Basically, Coq’s typechecker can’t use automatically equalities between types — it sounds stupid, but in short using those equalities automatically is impossible (if you want to look this up, we say that “Extensional Type Theory (ETT) has undecidable typechecking”).

Not if you only know `H : T = T'`

, you need a definitional equality between `T`

and `T'`

— above, do you have `lpst := ...`

in the context?

FWIW, I had a brief look at the actual proof (if this is the same as the one @jeremydaw sent me), and I couldn’t figure it out immediately — and then I got busy with other stuff @jeremydaw , if the code can be made public, I think it would be very useful to post it somewhere on Github (thankfully the set-up was easy), and hopefully someone will beat me to figuring out what the issue is.

1 Like

The full context (possibly also with universes and whatever else enabled) might already help some?

This is probably what you need: https://coq.inria.fr/distrib/current/refman/proofs/writing-proofs/rewriting.html#term-definitional-equality

Thanks very much for all the replies. Sorry for the late and brief

response, I have been travelling.

What I had sent @cpitclaudel was a tar file which is now (temporarily)

at http://users.cecs.anu.edu.au/~jeremy/tmp/type-error.tar

(I don’t think I should post it permanently somewhere public)

And the info with it is as follows:

it runs on Coq 8.11.0

(probably not on Coq 8.12, I’m told Add LoadPath causes a problem)

to compile the lot, do

make ljt/ljt_dnterm.vo

then the way I run it is cd ljt

coqtop -color no

Load ljt_dnterm.

then the lemma I can’t prove because of the problem starts at line 690,

with the commands showing what puzzles me starting from line 856

(also another thing that puzzled me at lines 882-3)

A bit more background to the error, in the light of replies (from

memory, I haven’t been able to go through it again just now), is

the equality H, which says that two things are equal (which should make

the types right) is

H : ffff (long) = lpst

It was got by

remember ffff’ as lpst.

(and this has the effect of changing the type of a term in the goal)

assert and prove ffff = ffff’

thereby deduce H

With the clues I’ve been given now I might be able to figure it out a

bit more, but obviously I’d also appreciate experts looking at it

Thanks,

Jeremy

Has this been solved already?

The problem is indeed with remember: once you have applied this tactic `lpst`

is only provably equal to `ffff (long)`

, but the fact that it is its *actual definition* is lost.

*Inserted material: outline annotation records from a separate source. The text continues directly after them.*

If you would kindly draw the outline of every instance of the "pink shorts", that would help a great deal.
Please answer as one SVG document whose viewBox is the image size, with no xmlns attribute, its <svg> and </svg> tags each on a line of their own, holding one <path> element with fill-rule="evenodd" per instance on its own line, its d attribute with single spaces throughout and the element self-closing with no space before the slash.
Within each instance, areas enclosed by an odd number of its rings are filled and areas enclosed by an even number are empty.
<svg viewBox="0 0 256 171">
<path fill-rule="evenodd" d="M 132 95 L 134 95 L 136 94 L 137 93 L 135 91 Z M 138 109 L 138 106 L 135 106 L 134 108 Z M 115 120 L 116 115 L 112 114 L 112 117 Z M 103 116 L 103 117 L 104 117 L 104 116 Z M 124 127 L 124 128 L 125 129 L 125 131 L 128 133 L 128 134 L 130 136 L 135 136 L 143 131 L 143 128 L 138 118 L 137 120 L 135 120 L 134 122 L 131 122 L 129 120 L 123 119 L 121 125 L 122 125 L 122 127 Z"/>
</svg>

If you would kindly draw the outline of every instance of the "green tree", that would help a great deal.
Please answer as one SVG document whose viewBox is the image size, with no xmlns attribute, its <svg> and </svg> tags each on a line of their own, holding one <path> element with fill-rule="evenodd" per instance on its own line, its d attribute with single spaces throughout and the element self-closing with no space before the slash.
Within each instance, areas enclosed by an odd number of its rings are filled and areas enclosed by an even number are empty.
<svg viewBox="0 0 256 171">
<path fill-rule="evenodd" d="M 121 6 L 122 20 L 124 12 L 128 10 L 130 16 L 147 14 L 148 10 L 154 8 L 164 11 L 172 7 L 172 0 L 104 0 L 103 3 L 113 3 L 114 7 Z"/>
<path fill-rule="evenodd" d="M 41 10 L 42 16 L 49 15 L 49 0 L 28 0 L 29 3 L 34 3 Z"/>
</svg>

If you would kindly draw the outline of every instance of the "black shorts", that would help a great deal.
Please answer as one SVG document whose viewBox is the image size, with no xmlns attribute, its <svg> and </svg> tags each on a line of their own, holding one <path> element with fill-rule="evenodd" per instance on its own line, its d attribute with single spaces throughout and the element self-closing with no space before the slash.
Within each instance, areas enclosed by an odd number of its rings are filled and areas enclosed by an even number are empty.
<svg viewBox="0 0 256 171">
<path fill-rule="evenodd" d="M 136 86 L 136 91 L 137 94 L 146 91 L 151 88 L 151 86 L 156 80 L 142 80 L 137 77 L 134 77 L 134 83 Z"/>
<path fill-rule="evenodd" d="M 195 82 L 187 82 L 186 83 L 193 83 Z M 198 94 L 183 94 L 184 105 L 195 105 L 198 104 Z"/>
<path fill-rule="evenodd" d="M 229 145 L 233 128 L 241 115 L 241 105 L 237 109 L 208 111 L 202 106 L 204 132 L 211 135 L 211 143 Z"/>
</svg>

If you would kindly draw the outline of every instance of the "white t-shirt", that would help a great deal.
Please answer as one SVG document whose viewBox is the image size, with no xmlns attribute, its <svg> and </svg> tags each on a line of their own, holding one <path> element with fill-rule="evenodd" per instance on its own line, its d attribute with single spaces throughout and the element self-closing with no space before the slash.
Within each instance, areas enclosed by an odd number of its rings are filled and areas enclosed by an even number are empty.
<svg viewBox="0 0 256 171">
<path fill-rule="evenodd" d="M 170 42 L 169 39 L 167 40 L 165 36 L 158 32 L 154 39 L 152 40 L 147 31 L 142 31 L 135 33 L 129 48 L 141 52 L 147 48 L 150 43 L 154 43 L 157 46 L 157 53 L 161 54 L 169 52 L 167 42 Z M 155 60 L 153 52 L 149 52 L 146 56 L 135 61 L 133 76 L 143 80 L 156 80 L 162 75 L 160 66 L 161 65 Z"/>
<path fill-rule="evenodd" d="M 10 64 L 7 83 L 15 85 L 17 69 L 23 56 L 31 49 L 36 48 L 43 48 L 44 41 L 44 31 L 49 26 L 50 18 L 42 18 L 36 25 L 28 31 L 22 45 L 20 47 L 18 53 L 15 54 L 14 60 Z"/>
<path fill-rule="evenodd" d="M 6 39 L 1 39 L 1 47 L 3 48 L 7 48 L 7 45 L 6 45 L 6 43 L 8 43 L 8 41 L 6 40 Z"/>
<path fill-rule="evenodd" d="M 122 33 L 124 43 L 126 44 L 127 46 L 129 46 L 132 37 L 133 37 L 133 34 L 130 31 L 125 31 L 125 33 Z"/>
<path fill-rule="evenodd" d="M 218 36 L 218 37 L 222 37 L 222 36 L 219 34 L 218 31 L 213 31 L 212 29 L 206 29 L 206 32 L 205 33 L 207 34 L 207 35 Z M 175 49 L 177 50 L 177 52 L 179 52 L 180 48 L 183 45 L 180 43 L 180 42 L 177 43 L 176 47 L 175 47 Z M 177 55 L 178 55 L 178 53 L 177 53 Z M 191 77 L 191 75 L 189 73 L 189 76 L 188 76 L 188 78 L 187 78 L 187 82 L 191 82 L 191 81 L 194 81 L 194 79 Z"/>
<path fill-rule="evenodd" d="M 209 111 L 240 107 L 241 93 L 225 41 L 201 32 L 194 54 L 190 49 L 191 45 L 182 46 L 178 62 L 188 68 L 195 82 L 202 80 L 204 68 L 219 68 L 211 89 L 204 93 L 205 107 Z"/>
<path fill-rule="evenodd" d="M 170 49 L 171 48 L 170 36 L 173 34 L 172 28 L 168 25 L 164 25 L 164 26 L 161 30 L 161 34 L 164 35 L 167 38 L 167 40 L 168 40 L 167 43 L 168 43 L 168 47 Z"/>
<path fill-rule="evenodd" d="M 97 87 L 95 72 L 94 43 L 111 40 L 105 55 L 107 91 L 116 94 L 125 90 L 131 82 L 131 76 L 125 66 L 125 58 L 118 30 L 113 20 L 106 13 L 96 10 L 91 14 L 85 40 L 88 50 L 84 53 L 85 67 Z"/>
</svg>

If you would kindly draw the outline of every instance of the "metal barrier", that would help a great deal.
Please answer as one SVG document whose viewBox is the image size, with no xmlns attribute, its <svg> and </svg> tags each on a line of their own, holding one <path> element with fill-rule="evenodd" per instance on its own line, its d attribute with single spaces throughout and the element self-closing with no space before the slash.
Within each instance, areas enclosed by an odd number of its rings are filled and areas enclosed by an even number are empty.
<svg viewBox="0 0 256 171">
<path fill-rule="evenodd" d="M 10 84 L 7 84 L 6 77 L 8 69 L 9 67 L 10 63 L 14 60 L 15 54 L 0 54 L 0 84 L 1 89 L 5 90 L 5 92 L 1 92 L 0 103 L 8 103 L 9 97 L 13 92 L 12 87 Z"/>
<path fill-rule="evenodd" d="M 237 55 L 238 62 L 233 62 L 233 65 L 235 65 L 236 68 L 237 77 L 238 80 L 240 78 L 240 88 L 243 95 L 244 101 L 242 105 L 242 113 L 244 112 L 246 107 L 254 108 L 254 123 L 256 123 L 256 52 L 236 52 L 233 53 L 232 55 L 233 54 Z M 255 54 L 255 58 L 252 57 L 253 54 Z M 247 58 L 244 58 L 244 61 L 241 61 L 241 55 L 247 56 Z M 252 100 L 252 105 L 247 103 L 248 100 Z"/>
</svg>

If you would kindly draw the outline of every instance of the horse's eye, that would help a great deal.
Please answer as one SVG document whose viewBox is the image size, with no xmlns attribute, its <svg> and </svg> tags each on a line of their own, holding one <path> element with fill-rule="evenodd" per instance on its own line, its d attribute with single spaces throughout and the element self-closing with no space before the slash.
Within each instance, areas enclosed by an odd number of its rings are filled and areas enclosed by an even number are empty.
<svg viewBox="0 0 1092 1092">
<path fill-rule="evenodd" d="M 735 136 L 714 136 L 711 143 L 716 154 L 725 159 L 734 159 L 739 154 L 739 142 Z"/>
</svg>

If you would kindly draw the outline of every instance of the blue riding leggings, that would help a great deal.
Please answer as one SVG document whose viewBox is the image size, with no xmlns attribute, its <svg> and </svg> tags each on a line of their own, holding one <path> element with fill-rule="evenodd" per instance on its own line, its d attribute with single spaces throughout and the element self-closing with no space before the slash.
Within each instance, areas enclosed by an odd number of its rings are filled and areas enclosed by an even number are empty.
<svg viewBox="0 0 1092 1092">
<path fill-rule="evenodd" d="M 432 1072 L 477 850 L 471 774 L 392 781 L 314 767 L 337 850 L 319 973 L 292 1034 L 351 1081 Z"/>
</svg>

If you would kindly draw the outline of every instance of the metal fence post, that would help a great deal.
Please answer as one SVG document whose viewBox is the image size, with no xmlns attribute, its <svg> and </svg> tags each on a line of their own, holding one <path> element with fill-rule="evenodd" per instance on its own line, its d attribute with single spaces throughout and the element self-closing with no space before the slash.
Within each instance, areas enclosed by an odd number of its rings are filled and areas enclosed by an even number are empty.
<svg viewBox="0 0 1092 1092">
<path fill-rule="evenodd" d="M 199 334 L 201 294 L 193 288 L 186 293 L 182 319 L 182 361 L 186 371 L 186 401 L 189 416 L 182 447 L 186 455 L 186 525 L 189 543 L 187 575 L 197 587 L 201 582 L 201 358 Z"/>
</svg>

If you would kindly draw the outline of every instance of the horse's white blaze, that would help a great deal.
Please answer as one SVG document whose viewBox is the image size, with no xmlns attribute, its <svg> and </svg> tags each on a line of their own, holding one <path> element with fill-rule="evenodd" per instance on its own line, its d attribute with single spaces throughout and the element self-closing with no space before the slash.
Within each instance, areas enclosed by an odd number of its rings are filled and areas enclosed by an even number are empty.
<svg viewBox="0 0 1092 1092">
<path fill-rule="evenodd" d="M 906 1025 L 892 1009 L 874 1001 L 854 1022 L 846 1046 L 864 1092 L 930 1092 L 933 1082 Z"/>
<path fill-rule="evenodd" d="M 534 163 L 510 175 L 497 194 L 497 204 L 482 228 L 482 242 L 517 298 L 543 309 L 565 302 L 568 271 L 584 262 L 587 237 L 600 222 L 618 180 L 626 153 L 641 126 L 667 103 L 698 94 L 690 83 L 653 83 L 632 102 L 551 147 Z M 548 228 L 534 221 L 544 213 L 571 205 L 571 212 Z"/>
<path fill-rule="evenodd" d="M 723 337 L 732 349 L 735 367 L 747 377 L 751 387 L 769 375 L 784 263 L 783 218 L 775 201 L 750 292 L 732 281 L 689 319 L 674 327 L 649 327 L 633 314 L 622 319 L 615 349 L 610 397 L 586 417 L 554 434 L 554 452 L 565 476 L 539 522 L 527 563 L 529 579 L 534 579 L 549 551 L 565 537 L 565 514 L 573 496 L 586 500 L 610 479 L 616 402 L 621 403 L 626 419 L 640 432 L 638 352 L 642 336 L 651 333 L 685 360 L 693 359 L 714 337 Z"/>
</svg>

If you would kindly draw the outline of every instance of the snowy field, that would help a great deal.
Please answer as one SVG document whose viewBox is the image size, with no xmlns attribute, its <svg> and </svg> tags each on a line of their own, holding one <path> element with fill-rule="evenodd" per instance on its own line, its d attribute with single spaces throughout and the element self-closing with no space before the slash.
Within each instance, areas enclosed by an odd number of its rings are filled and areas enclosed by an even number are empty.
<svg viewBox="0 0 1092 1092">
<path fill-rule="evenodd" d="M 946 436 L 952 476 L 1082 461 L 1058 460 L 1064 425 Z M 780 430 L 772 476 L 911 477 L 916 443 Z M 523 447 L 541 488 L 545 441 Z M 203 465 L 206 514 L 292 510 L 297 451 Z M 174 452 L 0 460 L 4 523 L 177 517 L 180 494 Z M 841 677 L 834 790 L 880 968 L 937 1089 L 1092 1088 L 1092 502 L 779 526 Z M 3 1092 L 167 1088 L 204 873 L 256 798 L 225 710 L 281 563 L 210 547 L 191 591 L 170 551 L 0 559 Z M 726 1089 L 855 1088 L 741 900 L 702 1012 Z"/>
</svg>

This makes types containing one and the other not convertible anymore. So even if you “subst” lpst, the pattern `ffff (long)`

may re-appear later in the proof and you won’t have them convertible.

In other word: use “pose” instead and it should be ok. pose only introduce a “let” binding, so it does not lose track of convertibility.